[PASC] PascalCoin: Induplicatable NFT

Quote from: vibajajo64 on October 19, 2016, 11:45:58 PM

OCminer has won 574 out of the last 1026 blocks which is 56%. Will this change if Vorksholk comes out with the new miner?

Anyone know what is the cost of the type of computer OCminer is using or one that would win blocks? Thanks

It certainly will. No promises, but you'll probably see an card like the RX 480 hit 500 MH/s+, and "ocminer" probably has ~10,000 MH/s or ~20 RX 480s (or a more optimized/faster miner with fewer/different cards, of course). An optimized kernel with BFI and an even more intelligent midstate would certainly do even better, but just grabbing my CUDA code, shoving it in a .CL file, changing the method signature/params, and then (the time consuming part) building the host code should see pretty significant improvements over CUDA. Also for anyone wondering: the OpenCL implementation won't provide any benefit for NVidia cards.

For anyone who's of the technical persuasion wondering why AMD GPUs are so much faster than NVidia GPUs for SHA-256 and similar hashing functions:
NVidia focuses more on architecture complexity, AMD focuses more on raw compute performance
SHA-256 uses 32-bit int rotation. AMD GPUs have a single instruction for this, NVidia GPUs have to do (a << r) | (a >> (32 - r)) which is two shifts and an 'or' instruction. So oversimplification: AMD chips are about 3 times better at 32-bit integer rotation.

As we saw with Siacoin (Blake2b-algo), NVidia GPUs performed amazingly well (still unable to match cost-per-dollar with AMD, but they were still incredibly competitive). Why was this? I was able to implement three of the four shifts used by Blake2b as byte_perm, since the rotations were rotations by amounts that were divisible by 8 (so the shifts could be realized as selecting certain bytes in a certain order, rather than actually shifting bits). In SHA-256, this is not the case (the shifts are by 2, 3, 5, 7, 10, 11, 13, 17, 18, 19, 22, and 25, none of which are divisible by 8...). Also, blake2b uses 64-bit rotations which AMD doesn't have a single instruction for (although their 32-bit instructions still offer some advantage).

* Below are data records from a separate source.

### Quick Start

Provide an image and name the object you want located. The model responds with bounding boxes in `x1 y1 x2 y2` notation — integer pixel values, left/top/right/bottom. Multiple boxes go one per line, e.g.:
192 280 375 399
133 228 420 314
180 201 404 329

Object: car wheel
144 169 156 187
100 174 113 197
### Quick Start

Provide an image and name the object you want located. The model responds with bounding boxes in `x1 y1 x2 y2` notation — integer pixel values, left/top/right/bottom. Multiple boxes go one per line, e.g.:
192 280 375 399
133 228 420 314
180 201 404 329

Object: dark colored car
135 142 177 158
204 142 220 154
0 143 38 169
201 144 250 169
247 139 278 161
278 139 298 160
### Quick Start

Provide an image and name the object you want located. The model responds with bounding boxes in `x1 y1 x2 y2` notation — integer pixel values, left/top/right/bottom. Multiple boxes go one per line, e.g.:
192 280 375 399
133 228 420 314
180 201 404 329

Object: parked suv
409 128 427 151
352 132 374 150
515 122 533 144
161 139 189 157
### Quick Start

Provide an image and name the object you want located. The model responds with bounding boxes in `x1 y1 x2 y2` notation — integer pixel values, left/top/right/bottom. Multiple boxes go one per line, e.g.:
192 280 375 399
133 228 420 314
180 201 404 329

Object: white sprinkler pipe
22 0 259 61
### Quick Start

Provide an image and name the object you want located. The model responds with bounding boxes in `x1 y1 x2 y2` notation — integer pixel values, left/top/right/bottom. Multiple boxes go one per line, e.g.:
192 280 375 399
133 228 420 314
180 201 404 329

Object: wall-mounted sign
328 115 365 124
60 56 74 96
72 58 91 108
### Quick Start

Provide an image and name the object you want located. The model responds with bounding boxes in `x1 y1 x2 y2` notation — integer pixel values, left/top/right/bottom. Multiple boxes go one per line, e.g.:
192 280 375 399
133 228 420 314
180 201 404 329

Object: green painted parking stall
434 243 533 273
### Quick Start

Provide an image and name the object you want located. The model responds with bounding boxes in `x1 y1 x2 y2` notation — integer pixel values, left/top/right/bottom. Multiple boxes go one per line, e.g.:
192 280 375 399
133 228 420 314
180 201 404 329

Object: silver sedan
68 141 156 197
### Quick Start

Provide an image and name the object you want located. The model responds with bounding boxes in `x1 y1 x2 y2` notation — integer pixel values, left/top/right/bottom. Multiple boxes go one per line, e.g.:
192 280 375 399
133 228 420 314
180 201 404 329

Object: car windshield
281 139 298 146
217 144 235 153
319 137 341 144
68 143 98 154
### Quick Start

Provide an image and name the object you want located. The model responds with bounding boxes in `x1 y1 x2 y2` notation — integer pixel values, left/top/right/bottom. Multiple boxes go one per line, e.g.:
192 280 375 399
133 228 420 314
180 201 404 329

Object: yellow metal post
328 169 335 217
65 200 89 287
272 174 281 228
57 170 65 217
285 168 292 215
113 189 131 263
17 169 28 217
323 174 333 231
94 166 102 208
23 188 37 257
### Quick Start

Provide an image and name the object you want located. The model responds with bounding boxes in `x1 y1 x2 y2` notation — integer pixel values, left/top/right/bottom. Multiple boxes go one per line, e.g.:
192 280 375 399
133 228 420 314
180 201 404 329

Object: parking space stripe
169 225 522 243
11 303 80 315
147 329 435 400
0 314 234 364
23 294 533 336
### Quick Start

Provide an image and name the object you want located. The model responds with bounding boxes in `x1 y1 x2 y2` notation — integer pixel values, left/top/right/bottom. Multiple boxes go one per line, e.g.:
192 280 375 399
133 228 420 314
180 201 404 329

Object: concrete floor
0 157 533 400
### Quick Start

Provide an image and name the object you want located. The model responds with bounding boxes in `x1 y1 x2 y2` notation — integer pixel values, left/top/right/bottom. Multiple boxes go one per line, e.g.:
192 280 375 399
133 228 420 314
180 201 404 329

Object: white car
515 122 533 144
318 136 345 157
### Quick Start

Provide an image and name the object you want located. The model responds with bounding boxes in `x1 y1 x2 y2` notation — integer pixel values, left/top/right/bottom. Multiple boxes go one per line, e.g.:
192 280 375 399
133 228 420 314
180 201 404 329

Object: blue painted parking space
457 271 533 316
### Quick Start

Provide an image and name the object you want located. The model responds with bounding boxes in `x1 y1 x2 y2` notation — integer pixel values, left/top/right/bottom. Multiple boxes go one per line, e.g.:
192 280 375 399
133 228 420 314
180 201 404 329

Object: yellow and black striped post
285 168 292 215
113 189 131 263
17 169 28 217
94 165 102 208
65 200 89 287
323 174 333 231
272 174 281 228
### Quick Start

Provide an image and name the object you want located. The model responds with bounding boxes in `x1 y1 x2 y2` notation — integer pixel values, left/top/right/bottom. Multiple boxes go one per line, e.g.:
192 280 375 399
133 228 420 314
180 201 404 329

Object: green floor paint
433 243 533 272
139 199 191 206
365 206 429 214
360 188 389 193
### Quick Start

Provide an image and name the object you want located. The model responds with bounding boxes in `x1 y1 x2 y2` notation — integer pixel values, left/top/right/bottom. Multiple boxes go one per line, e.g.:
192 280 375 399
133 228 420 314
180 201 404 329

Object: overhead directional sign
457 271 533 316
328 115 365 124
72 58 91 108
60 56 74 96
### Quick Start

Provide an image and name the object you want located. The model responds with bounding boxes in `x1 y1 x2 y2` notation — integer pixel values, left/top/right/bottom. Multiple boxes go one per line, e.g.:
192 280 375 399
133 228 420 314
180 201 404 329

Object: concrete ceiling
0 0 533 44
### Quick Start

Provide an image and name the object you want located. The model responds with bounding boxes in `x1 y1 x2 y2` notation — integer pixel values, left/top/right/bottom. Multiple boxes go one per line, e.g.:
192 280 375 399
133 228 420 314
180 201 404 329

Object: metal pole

GFLOPs isn't really a useful metric, since we're not concerned with floating point performance necessarily. GFLOPs is a nice tool to compare relative performance of multiple chips of the same architecture, but between architectures, for the purposes of mining, it isn't terribly useful.

Also, RX 480 arrived, so fingers crossed Saturday gives me enough time to throw this together.